Le président Trump prononce son bref discours à la nation expliquant sa décision de lancer une frappe de missiles contre la Syrie le 6 avril 2017. (Copie d’écran de Whitehouse.gov)
« Le New York Times et d’autres médias mainstream ont, immédiatement et sans examen approprié des preuves, adopté le faux récit produit par la Maison-Blanche, bien que ce récit soit totalement illégitime au regard des preuves scientifiques. Le New York Times a utilisé une organisation, Bellingcat, comme source d’analyse. Peu importe que Bellingcat ait une longue histoire de fausses affirmations fondées sur des faits déformés, sur des preuves scientifiques qui n’existent pas, ou sont absolument dépourvue de toute source valide prouvée ».
Postol poursuit : « Cette histoire du New York Times publiant des informations inexactes et s’y tenant quand une preuve scientifique solide réfute le récit original ne peut pas être expliquée en termes de simple erreur. Les faits indiquent de façon écrasante que la direction du New York Times ne se soucie pas de l’exactitude de ses informations.
« Les problèmes exposés dans cet examen particulier d’une analyse par le New York Times d’événements cruciaux liés à la sécurité nationale des États-Unis ne sont pas limités à cette seule histoire. Cet auteur pourrait facilement signaler d’autres erreurs graves dans le New York Times sur des questions techniques importantes associées à notre sécurité nationale ».

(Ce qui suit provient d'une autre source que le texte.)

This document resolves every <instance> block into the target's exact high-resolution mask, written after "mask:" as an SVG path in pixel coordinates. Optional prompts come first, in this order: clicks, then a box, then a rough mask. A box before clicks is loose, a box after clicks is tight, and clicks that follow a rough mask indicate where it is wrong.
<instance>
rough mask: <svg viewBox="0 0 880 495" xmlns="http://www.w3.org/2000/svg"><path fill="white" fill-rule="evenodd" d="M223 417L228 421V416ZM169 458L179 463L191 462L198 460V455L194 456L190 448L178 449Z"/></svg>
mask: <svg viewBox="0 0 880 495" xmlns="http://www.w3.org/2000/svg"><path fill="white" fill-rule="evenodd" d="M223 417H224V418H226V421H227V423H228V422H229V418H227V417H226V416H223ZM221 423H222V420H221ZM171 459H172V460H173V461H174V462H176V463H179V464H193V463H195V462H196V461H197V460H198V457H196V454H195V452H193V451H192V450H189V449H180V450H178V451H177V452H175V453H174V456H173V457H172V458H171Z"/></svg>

« Dans ces cas, comme dans le cas présent, la direction du New York Times a non seulement permis la diffusion d’informations fausses sans avoir vérifié l’exactitude des faits, mais elle a continué à diffuser de façon répétée les mêmes informations erronées dans les articles de suite. Il est peut-être inapproprié d’appeler cela des « fausses nouvelles », mais ce que ce terme lourd de sens décrit est dangereusement proche de ce qui est en train de se passer ».
Pas d’admissions
Lorsque j’ai interviewé Postol mercredi, il m’a déclaré qu’il n’avait reçu aucune réponse ni du Times ni de Bellingcat, ajoutant : « Il me semble que soit les analystes étaient ignorants au-delà du plausible, soit ils ont bricolé l’analyse… Pour moi, c’est une faute professionnelle à grande échelle ».
En se référant à certaines des scènes photographiées à Khan Sheikhoun, dont une chèvre morte qui semblait avoir été traînée vers un emplacement près du « cratère du sarin », Postol a qualifié l’opération de « tentative plutôt amateur de créer un faux récit ».
Mais le problème que le Times et Bellingcat présentent des informations douteuses – ou « frauduleuses » selon Postol – sur des questions sensibles de géopolitique et de sécurité nationale, revêt un autre aspect potentiellement encore plus grave. Ces deux entités font partie du First Draft Coalition, l’organisme d’actualités de Google qui est censé servir de gardien séparant la « vérité » des « fausses nouvelles ».
L’idée émergente est de prendre leurs jugements et de les intégrer dans des algorithmes destinés à débarrasser Internet des informations qui ne correspondent pas à ce que jugent vrai le Times, Bellingcat et autres organes de presse autorisés.
Que ces deux organisations fonctionnent avec un « biais de confirmation » sur les problèmes sensibles de guerre et de paix est donc doublement troublant : non seulement leurs futures « pensées de groupe » pourraient induire en erreur leurs propres lecteurs, mais elles pourraient également faire en sorte que les éléments de preuve contraires soient escamotés aux yeux de tous les autres.
Le reporter d’investigations Robert Parry a démonté plusieurs versions de l’Irangate pour le compte de l’Associated Press et Newsweek dans les années 80.